I've just woken up to another of those "is - isn't" conversations that have been clogging up the airwaves post-Jade Goody. I don't remember anyone using the word "racist" in the 60s and I've grown sick of the way it's flung about now. There's something about the "-ist" formulation (as in "sexist", "misogynist", "ageist" and other clanky expressions) that implies this is what people do rather than a tendency they have.
Ever since man crawled out of the bog he has discriminated against people on the grounds of difference. It's either done minutely and silently and never results in any action or in societies that enshrine that discrimination in law. As a human tendency there is no more chance of "racial prejudice" (which is what they actually called it in the 60s) being stamped out than we will stamp out lust, avarice, anger, pride, gluttony or any of the seven deadly sins. It can be contained, discouraged and its most extreme excesses legislated against but it isn't going to go anywhere. Those commentators popping up this week to tell us that "Britain is a racist society" have been unable to point to anywhere on earth where people are blind to differences of pigmentation, accent or religion. It's a human tendency which is shared by every human on earth.

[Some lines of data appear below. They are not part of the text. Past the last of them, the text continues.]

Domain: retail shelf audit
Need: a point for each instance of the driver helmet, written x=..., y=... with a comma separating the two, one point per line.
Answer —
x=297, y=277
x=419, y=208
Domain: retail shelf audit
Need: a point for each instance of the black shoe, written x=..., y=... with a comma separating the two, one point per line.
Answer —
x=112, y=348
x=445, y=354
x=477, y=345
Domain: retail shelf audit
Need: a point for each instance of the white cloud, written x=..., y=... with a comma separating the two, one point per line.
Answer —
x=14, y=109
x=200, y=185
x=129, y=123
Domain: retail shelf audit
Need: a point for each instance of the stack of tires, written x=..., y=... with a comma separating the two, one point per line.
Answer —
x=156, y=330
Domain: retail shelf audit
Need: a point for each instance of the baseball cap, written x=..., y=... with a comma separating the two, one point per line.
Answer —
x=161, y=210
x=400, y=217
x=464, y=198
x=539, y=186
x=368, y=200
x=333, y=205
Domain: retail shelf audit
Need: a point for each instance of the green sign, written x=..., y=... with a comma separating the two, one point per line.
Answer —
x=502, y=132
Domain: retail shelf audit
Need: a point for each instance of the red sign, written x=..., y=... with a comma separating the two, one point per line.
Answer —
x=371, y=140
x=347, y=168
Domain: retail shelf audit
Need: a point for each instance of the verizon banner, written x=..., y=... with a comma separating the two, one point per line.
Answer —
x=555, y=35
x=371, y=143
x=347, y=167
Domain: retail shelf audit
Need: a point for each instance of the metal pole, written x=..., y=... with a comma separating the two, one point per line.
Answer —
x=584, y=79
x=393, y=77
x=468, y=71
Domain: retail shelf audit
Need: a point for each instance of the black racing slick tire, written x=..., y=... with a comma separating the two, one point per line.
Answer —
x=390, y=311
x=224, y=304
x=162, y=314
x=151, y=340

In the same week Janet Street Porter is in the papers because she's alleged to have used "racist abuse" at some neighbour over a parking dispute. I've had my dealings with JSP and while I don't believe she would make any racially controversial remarks to anyone, I would be more than ready to believe she unleashed a volley of abuse on very little provocation. And actually it's the abuse that's the problem in both these stories – the lack of tolerance, the tendency to fly off the handle as soon as somebody gets in our faces, the feeling that we have a civic right to our anger, the desire to hear the sound of our own voices raised in indignation and assumed hurt, the pathetic petulance of it all. Whichever less than pleasant part of our personality all this anger derives from is beside the point. It's that Channel 4 should "confront".